Écrit par Droit-medical.com le . Dans la rubrique Evolution

Reflet sur la vitrine d'une pharmacie slovaqueQui n’a pas entendu parler de l’affaire Wikileaks et de ses centaines de milliers de documents confidentiels de la diplomatie américaine mis à la disposition des médias internationaux, puis du grand public, par Julian Assange ? Les 251 000 câbles diplomatiques révèlent au fil de leur dépouillement bien des secrets. L’un des derniers en date concerne les pharmacies slovaques et vient de l’ambassade des États-Unis à Bratislava, capitale de la Slovaquie, comme l’explique The daily.sk dans son édition en ligne du 5 septembre 2011. Il y est question de l’achat du vote de parlementaires de ce pays par un groupe financier afin que soit adoptée une loi permettant d’ouvrir le capital des officines libérales à des investisseurs ne disposant pas du statut de pharmacien, alors que jusque-là, seule une personne possédant un diplôme d’apothicaire pouvait détenir une pharmacie.
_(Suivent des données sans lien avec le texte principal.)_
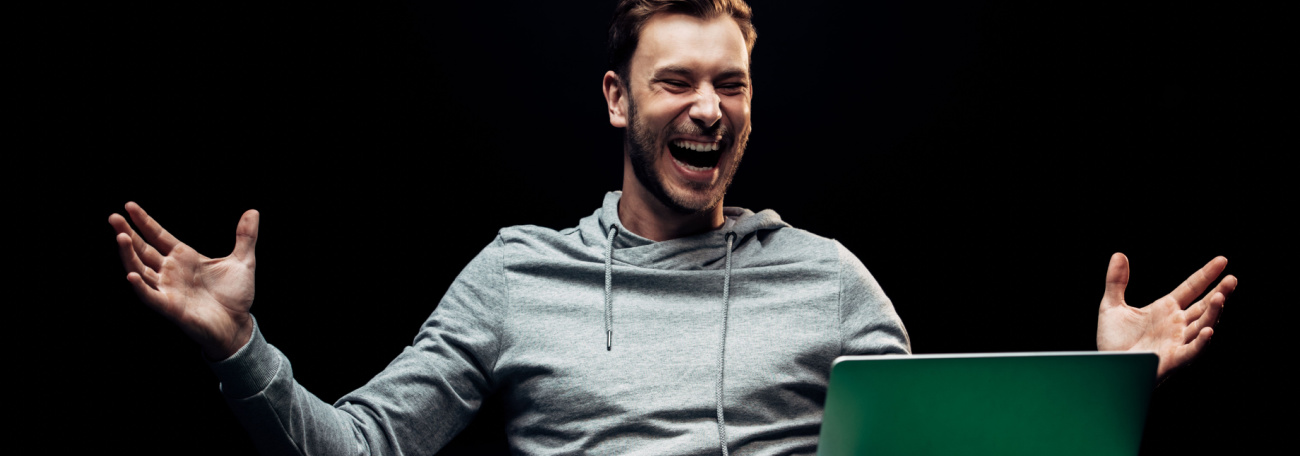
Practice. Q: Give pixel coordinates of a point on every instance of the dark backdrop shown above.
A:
(982, 159)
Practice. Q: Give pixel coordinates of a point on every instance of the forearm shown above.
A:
(278, 413)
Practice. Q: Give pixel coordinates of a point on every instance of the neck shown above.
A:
(646, 216)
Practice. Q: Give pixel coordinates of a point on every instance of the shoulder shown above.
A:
(532, 240)
(788, 244)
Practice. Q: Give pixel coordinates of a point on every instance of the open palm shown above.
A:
(208, 298)
(1173, 326)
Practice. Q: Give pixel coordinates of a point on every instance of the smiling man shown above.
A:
(684, 99)
(664, 322)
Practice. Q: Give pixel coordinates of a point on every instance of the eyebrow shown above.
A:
(688, 72)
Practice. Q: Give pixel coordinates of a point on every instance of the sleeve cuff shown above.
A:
(250, 369)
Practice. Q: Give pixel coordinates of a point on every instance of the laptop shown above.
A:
(1048, 403)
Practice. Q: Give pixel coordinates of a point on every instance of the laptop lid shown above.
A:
(1048, 403)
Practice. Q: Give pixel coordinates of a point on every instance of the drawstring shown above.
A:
(609, 294)
(722, 347)
(722, 341)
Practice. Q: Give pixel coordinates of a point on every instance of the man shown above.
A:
(664, 322)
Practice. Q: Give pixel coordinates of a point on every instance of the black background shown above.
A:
(982, 159)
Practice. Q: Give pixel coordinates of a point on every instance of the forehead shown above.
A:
(679, 40)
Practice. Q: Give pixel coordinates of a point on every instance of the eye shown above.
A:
(731, 87)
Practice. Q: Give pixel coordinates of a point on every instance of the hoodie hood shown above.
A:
(701, 251)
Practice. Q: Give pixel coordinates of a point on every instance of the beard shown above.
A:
(644, 147)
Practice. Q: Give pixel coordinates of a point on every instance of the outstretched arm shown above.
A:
(207, 298)
(1175, 326)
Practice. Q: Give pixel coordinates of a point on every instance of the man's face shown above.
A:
(688, 109)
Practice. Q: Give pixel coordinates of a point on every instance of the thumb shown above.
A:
(246, 237)
(1117, 279)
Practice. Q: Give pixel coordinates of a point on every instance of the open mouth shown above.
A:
(696, 156)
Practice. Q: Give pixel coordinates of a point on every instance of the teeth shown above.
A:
(697, 147)
(689, 166)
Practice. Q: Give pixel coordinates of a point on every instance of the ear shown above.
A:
(615, 98)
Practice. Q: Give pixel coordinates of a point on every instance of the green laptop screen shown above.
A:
(1074, 403)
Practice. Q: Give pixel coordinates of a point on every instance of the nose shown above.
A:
(707, 107)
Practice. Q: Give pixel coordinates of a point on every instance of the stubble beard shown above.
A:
(644, 148)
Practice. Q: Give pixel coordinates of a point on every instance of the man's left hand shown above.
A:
(1174, 326)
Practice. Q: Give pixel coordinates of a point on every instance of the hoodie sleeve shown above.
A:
(415, 405)
(869, 324)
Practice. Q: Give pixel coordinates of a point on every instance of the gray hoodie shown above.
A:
(605, 347)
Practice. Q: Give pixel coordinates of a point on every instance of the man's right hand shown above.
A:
(208, 298)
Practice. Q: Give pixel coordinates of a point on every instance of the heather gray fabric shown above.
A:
(528, 317)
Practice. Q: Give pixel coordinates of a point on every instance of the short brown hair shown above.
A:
(631, 16)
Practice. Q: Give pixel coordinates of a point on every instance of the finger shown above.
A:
(246, 237)
(151, 230)
(154, 298)
(1196, 283)
(1117, 279)
(1223, 289)
(144, 251)
(1208, 318)
(131, 263)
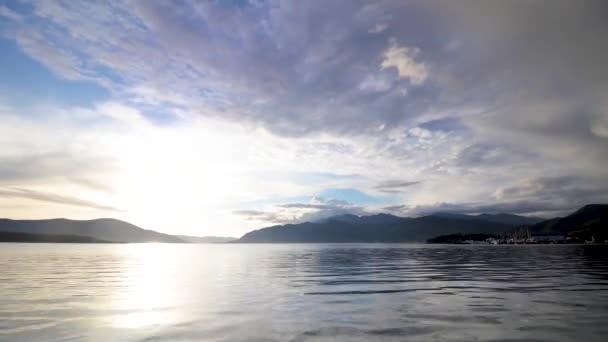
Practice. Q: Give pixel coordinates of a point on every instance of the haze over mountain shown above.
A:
(382, 228)
(101, 229)
(585, 223)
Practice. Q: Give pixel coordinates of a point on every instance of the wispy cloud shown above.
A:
(53, 198)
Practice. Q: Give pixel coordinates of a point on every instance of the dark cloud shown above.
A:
(496, 91)
(52, 198)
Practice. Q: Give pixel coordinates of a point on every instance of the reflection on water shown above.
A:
(303, 292)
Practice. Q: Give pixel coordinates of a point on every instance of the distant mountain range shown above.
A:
(386, 228)
(590, 221)
(587, 222)
(584, 223)
(107, 230)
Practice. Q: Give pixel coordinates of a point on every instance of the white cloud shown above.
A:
(9, 13)
(404, 60)
(378, 28)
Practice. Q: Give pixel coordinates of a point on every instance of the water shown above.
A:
(156, 292)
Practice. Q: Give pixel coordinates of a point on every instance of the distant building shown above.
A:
(549, 238)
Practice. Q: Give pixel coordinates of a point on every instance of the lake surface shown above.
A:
(302, 292)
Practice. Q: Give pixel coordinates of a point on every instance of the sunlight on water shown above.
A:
(151, 278)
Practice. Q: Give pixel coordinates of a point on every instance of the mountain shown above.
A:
(46, 238)
(206, 239)
(503, 218)
(589, 221)
(101, 229)
(511, 219)
(371, 219)
(364, 229)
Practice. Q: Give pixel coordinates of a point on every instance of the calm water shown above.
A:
(349, 292)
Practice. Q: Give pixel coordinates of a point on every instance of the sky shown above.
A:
(220, 117)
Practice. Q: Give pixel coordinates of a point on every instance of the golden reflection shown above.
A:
(149, 293)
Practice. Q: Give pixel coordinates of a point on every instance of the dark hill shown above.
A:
(590, 220)
(101, 229)
(46, 238)
(394, 230)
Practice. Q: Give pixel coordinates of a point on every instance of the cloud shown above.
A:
(263, 216)
(378, 28)
(9, 13)
(403, 59)
(491, 109)
(394, 186)
(53, 198)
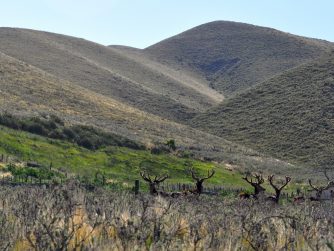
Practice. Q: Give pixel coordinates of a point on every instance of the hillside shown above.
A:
(230, 56)
(29, 91)
(290, 116)
(105, 71)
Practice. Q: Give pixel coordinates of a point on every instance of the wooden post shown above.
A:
(136, 187)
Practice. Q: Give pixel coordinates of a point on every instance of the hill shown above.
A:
(231, 56)
(106, 71)
(290, 116)
(28, 91)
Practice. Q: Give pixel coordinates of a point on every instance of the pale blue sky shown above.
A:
(140, 23)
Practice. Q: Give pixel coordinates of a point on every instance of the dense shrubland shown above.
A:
(68, 216)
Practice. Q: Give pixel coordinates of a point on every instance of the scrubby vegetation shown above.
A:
(69, 217)
(231, 56)
(119, 164)
(289, 117)
(52, 126)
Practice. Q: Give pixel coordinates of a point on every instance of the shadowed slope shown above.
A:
(27, 90)
(290, 116)
(107, 72)
(232, 56)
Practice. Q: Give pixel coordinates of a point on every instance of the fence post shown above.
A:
(136, 187)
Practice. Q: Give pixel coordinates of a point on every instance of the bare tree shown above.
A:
(153, 182)
(256, 183)
(320, 189)
(277, 189)
(199, 181)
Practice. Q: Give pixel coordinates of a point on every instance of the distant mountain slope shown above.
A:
(232, 56)
(290, 116)
(26, 90)
(107, 72)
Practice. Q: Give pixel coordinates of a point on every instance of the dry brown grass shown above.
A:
(231, 56)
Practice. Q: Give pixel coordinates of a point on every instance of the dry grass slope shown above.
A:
(232, 56)
(290, 116)
(107, 72)
(27, 90)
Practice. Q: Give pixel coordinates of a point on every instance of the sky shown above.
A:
(140, 23)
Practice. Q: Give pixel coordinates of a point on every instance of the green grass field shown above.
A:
(118, 163)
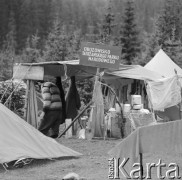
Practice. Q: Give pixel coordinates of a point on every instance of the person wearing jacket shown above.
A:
(52, 108)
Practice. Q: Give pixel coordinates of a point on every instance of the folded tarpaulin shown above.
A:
(18, 139)
(164, 138)
(164, 93)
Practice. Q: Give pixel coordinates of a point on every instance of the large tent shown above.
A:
(20, 140)
(38, 71)
(162, 64)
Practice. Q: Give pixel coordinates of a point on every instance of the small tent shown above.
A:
(18, 140)
(38, 71)
(162, 64)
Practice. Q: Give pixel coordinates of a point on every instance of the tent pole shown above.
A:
(76, 118)
(26, 100)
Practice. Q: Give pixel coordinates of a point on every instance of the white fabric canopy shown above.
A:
(132, 72)
(164, 93)
(162, 64)
(18, 140)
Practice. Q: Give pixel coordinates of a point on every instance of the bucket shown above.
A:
(136, 100)
(126, 109)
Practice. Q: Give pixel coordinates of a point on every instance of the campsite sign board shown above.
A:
(99, 55)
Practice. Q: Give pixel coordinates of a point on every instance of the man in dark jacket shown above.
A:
(52, 107)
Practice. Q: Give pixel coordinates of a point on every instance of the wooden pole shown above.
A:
(180, 104)
(26, 100)
(76, 118)
(141, 165)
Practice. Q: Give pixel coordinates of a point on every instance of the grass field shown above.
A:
(93, 164)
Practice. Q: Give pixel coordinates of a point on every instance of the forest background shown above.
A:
(52, 30)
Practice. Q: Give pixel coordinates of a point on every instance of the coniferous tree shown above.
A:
(129, 34)
(56, 48)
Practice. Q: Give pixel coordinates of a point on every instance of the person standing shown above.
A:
(52, 108)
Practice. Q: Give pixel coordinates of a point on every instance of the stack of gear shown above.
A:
(52, 107)
(136, 102)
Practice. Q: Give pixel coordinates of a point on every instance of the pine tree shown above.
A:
(108, 25)
(8, 51)
(129, 34)
(56, 48)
Le groupe financier Penta aurait offert, à partir d’avril 2005, environ 66 000 euros à plusieurs députés indépendants pour les amener à voter pour l’adoption de six textes de loi visant à réformer le système de santé slovaque, selon l’ambassade américaine. Cette dernière s’appuie sur des informations provenant d’une source digne de confiance ayant des liens avec Penta, d’après le câble diplomatique.

Scott Thayer, chargé d’affaires à l’ambassade à cette époque, fait état de conjectures sur ces achats de vote par Penta, société contrôlant indirectement trois des cinq assureurs santé slovaques à cette époque et se tenant prêt à acquérir plus d’une centaine d’officines dans le pays.
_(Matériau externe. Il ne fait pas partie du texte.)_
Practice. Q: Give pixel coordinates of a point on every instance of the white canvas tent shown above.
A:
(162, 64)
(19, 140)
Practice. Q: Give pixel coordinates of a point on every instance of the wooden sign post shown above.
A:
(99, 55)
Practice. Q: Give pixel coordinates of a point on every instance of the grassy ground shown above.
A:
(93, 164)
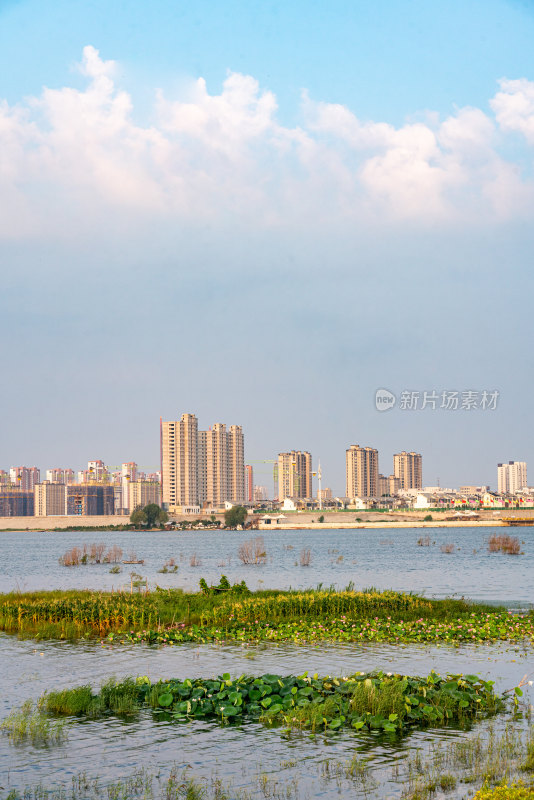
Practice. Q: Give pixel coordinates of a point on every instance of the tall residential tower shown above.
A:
(294, 475)
(361, 471)
(408, 468)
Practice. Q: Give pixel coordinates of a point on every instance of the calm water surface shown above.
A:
(382, 558)
(112, 749)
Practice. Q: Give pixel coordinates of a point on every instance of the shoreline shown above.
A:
(329, 526)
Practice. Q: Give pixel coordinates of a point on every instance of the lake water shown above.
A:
(114, 748)
(386, 559)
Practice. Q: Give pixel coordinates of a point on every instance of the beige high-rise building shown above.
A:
(221, 465)
(408, 468)
(50, 499)
(179, 461)
(361, 471)
(236, 464)
(217, 490)
(201, 466)
(388, 485)
(511, 477)
(142, 493)
(294, 475)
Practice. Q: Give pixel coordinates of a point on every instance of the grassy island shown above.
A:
(375, 701)
(171, 616)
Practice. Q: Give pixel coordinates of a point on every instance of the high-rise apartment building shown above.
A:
(201, 466)
(249, 483)
(511, 477)
(294, 475)
(50, 499)
(408, 468)
(16, 503)
(128, 475)
(216, 487)
(90, 499)
(361, 471)
(260, 494)
(236, 464)
(59, 475)
(25, 478)
(179, 462)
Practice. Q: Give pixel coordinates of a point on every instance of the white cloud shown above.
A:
(78, 155)
(514, 107)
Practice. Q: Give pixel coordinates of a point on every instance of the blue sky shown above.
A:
(262, 214)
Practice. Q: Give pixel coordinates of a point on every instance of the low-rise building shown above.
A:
(50, 499)
(16, 503)
(90, 499)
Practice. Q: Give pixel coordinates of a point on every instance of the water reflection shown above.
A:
(385, 559)
(112, 748)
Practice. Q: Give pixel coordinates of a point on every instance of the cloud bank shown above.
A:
(70, 158)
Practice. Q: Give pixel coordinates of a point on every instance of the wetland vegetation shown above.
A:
(376, 701)
(224, 612)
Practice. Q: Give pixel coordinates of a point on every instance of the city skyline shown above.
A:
(173, 179)
(291, 470)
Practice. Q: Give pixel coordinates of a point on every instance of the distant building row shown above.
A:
(364, 480)
(201, 468)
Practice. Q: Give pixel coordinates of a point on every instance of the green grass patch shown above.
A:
(30, 723)
(377, 701)
(173, 616)
(514, 791)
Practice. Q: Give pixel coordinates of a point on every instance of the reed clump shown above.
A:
(91, 554)
(252, 551)
(30, 723)
(502, 543)
(424, 541)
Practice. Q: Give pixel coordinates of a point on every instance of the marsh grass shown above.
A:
(252, 551)
(117, 698)
(31, 723)
(383, 699)
(141, 785)
(484, 758)
(70, 702)
(83, 614)
(502, 543)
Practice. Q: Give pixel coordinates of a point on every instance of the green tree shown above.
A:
(235, 516)
(137, 517)
(148, 516)
(155, 515)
Voilà qui arrive à point nommé pour les pharmaciens slovaques qui tentent de s’opposer à cette réforme doit être à nouveau débattue en septembre au parlement. Ils entendent lutter contre la possibilité offerte aux grands groupes financiers de créer des chaînes de pharmacies offrant à leurs clients des primes de fidélité ou des rabais en tout genre. Ils estiment que les exploitants de pharmacie ne doivent être autorisés à n’en posséder qu’une, comme c’est la règle dans la plupart des pays de l’Union européenne. Ils disent craindre pour leur survie et pour la qualité de service offerte aux clients. Un argument que semble confirmer le câble dévoilé par Wikileaks dans lequel il est précisé qu’une telle ouverture du marché des pharmacies viserait à en exclure, à terme, les pharmaciens indépendants.
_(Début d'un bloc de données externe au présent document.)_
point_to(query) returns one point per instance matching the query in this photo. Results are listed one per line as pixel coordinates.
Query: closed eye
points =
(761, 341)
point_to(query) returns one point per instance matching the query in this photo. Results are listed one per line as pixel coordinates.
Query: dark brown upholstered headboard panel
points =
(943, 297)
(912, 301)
La société Penta s’est empressée de démentir ces informations. Elle n’a d’intérêts que de 80 pharmacies (sous l’enseigne Dr. Max) sur les 1 800 que compte le pays et dit ne pas vouloir voir disparaître les officines indépendantes.

L’ouverture du capital officinal à des non-pharmaciens est un débat sur lequel la Cour de justice de l’Union européenne (CJUE) a déjà eu à se pencher (affaires jointes C-171/07 et C-172/07, 19 mai 2009), estimant que c’étaient aux législations nationales que revenait le choix. Au regard des enjeux financiers, il est évident que les uns et les autres ne vont pas manquer de continuer à exercer diverses pressions sur les instances politiques en fonction des intérêts qui leur sont propres. Reste à espérer que les intérêts de la santé publique et des patients ne soient pas oubliés dans tout ça.